Before the onset of the war in 1939, Beatrice left Europe and returned to New York ostensibly to spend the holidays with her sons and to work on a new biography of Isabella of Portugal. After having been decorated for her heroism in 1919 during the First World War, she had every right in the world to hang up her spurs and pursue her private ambitions. But by November of 1941, she was back in the office in mid-town New York, saying, “When I look at the state of the world today and the books it already has, I think it is better to make a positive contribution to the living than to literature. It is impossible at this moment for any intelligent person to be interested in his own personal life and plans.”
She threw herself into war-relief work for the second time, working not only for the benefit of her beloved Lafayette preventorium in France, but also leading two war-relief organizations and serving on the committees of five more. She was particularly involved in helping Greece, which had been invaded by the Axis Powers in October of 1940. Her tireless efforts did not stop even with the allied victory… after the Second World War was won, Beatrice went on to serve as Vice Chairwoman of The National Citizens’ Committee in Aid of the United States War Crime Commission—advocating a strong response to Nazi crimes against Jews, and championing Jewish Congressman Emanuel Celler, a critic of America’s insufficient response to the Holocaust.

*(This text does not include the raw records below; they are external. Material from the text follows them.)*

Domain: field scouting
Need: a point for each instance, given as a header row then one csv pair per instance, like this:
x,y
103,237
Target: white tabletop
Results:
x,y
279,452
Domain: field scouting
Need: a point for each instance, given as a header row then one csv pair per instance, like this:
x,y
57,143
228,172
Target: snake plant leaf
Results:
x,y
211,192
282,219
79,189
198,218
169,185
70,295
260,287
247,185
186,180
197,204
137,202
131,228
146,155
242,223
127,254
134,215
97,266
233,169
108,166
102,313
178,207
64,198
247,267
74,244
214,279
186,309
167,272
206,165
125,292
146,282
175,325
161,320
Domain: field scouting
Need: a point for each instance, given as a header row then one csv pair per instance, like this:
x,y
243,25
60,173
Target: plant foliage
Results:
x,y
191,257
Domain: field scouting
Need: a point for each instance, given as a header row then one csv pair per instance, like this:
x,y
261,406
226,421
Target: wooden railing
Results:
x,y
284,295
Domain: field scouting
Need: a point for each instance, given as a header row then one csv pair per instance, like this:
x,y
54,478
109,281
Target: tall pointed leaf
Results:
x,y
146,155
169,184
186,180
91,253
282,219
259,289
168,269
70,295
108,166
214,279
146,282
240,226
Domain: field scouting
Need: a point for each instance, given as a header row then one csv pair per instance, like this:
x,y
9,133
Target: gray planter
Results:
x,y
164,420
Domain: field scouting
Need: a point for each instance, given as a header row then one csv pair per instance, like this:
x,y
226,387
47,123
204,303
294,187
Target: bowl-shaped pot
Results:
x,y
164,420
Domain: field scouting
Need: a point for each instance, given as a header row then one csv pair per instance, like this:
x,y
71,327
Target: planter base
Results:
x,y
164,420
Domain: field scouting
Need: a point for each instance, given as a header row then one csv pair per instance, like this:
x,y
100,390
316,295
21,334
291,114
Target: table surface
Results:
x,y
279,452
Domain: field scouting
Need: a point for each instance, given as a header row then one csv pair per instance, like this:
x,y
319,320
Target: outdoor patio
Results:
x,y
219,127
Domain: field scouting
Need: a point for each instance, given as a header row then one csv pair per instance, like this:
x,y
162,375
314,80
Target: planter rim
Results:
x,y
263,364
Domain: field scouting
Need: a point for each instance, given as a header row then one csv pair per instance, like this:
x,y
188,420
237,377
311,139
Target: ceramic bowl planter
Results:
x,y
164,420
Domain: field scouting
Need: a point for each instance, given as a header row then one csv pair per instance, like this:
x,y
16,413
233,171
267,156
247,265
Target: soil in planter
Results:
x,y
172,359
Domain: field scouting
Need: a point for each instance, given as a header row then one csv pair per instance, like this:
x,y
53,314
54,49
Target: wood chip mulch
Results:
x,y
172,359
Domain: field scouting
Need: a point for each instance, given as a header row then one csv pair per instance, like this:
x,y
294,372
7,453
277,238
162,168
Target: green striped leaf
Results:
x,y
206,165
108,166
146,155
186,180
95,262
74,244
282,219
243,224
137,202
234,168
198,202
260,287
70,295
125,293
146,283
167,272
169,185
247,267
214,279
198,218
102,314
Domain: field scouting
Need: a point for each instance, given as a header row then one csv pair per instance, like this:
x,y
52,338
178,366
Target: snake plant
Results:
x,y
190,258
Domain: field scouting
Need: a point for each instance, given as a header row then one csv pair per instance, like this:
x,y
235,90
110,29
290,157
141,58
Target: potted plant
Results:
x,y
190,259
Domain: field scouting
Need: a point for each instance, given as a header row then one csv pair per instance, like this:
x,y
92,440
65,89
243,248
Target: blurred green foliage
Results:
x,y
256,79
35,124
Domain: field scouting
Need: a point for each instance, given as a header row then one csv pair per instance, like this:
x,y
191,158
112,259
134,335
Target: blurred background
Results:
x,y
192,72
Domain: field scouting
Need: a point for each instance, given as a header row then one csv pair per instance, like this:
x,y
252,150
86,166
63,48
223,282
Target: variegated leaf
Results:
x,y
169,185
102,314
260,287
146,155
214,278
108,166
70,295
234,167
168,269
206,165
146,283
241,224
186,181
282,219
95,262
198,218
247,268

What business she was about on her last ill-fated train ride to New York, I cannot be certain. I think it possible she was going to meet her dear friend Emily Sloane for their long-awaited reunion after the war. She perished of a heart-attack en route. She was decorated a second time, posthumously, for her service to Greece.
One of the quotes about life and death that I found in her letters reads
The work ahead of us is so big that in the vastness of the war and this ocean, I feel small and insignificant. The length of our days is in the hands of fate. And we must all come to the same night . . .
She never did finish the last book she was working on, but she was anything but insignificant. While it’s true that we must all come to the same night… only some of us live so boldly in the light.